Out of the four, movers have been the worst performers. The CML says the government could intervene as it has done for first-time buyers and by doing so could free up more properties for first-time buyers.

The CML says that although first-time buyers may need more help, if one part of the market is not moving, there are fewer properties on the market and less opportunities for others to move.

The CML says this undersupply of property for sale contributes to higher house prices as more people bid for fewer properties and people live in unsuitable homes for their current situation because growing families live in homes that are too small and are reluctant or are priced out of trading up and retired people continue living in large homes because fewer smaller homes are available to downsize to.

The CML notes that even if ambitious housebuilding targets are met and 250,000 new homes a year are built for the next 10 years, that is only 10% extra on top of the current housing stock we already have. so there needs to be better use of the current housing stock.

Meanwhile, Lloyds Bank Homemover Review shows homemover numbers have fallen for the first time in five years from 367,300 in 2015, down 4% to 354,000. This is the first fall since 2011.

Overall there has been a 12% rise in homemovers since the low point in 2009 when just 315,000 moved. However, the current figure is still 50% below the 712,000 seen 10 years ago.

Lloyds confirmed that the average homemover paid a record £291,777 in 2016, up 7% from 2015 and up by 46% or £92,000 since the 2009 low.

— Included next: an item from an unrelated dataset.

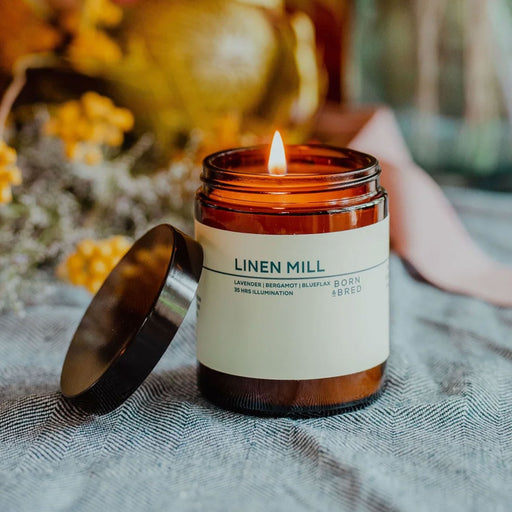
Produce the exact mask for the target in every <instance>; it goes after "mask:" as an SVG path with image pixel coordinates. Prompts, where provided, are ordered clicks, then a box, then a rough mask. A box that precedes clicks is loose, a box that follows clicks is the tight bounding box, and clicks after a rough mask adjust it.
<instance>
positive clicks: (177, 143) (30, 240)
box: [0, 0, 512, 310]
mask: <svg viewBox="0 0 512 512" xmlns="http://www.w3.org/2000/svg"><path fill="white" fill-rule="evenodd" d="M0 91H1V95H0V96H1V98H2V99H1V101H0V287H1V288H0V310H1V309H12V308H14V309H20V308H21V307H22V305H23V304H24V303H26V302H27V300H28V301H30V300H32V299H31V297H32V298H33V297H34V295H37V294H39V295H40V294H41V293H43V292H42V291H43V290H44V289H46V288H45V287H46V286H47V285H48V284H49V283H51V282H52V280H53V279H54V277H53V276H54V272H56V273H57V275H58V276H59V277H60V278H61V279H63V280H65V281H68V282H71V283H73V284H76V285H79V286H83V287H85V288H86V289H88V290H89V291H90V292H94V291H95V290H97V289H98V287H99V286H100V285H101V282H102V281H103V279H104V277H105V276H106V274H107V273H108V271H109V270H110V268H112V266H113V264H114V263H115V262H116V261H117V260H118V259H119V258H120V256H121V255H122V254H123V253H124V251H125V250H126V249H127V247H129V245H130V242H131V240H133V238H134V237H137V236H139V235H140V234H141V233H142V232H144V231H145V230H146V229H147V228H148V227H150V226H151V225H154V224H158V223H160V222H171V223H173V224H174V225H176V226H177V227H180V228H182V229H184V230H190V226H191V219H192V203H193V197H194V192H195V190H196V188H197V186H198V183H199V173H200V168H201V160H202V158H203V157H204V156H205V155H206V154H208V153H211V152H213V151H216V150H219V149H225V148H227V147H235V146H241V145H252V144H261V143H267V142H268V141H269V139H270V138H271V136H272V134H273V131H274V130H275V129H276V128H279V129H281V130H282V131H283V132H284V137H285V141H286V142H288V143H299V142H303V141H308V140H316V141H318V140H321V135H320V133H319V131H318V130H317V126H318V124H319V120H322V116H323V113H324V112H325V111H326V110H328V111H330V112H333V111H339V112H340V113H344V112H356V113H357V112H358V111H359V110H361V111H364V110H365V109H366V110H368V108H370V107H372V106H375V105H388V106H391V107H392V108H393V109H394V111H395V114H396V116H397V119H398V121H399V124H400V127H401V129H402V133H403V135H404V137H405V140H406V142H407V144H408V146H409V148H410V150H411V152H412V154H413V156H414V158H415V160H416V161H417V162H418V163H419V164H420V165H421V166H423V167H424V168H425V169H426V170H427V171H428V172H429V173H431V174H432V175H433V176H434V178H435V179H436V180H437V181H438V182H439V183H440V184H442V185H444V184H452V185H453V184H455V185H458V186H464V187H479V188H484V189H492V190H500V191H511V190H512V143H511V142H512V0H194V1H193V2H191V1H187V0H18V1H16V2H14V1H12V0H0ZM337 119H343V118H337ZM350 119H351V118H350V116H347V117H346V121H341V122H346V123H347V126H346V127H345V128H343V127H342V128H343V129H344V130H345V131H346V132H347V133H348V132H350V131H351V130H354V129H355V127H353V126H351V125H350V123H351V122H352V121H351V120H350ZM324 121H325V120H324ZM337 122H338V121H337ZM324 124H325V123H324ZM324 128H325V126H324ZM333 128H336V130H339V129H340V127H339V126H337V127H333Z"/></svg>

This means homemovers have to find a larger deposit or if there financial circumstances have changed they may not be able to borrow enough to move. This means average homemover deposits have risen by 33% (£23,978) from £72,270 in 2009 and by 6% or £5,640 in the last 12 months.

Illustrating the contrast in different parts of the UK, Londoners need to find an average of £192,432 to move onto the next rung of the housing ladder, whereas homemovers in Northern Ireland have seen average deposits required fall by 25% since 2009 to £45,371 - the lowest in the UK.

Lloyds research shows that the continued rise in prices means homeowners are increasingly opting for longer term mortgages beyond the traditional 25 years.

In 2006, 83% of homemovers had a term of between five and 25 years. 10 years later and 39% of homemovers mortgages were for a term of between 25 and 35 years.

However, low interest rates have kept mortgage affordability under control. In the final quarter of 2016, mortgage payments accounted for 38% of homeowners' disposable income, down from 57% in 2007.

Andrew Mason, Lloyds Bank Mortgages Director, said: “Despite favourable economic conditions including record low mortgage rates, high employment levels and rising real pay growth, the number of homemovers fell in 2016 for the first time in five years.

"Whilst higher prices will have lifted equity levels for many current owners, the low availability of the ’right type‘ of homes for those looking to move up the housing ladder may have constrained market activity. Of course, higher prices may explain why more homemovers are opting for longer mortgage terms.

“The ability of homemovers, particularly those in their first homes, to move on is an important component in the housing market as it increases the supply of properties, providing homes for new first-time buyers.”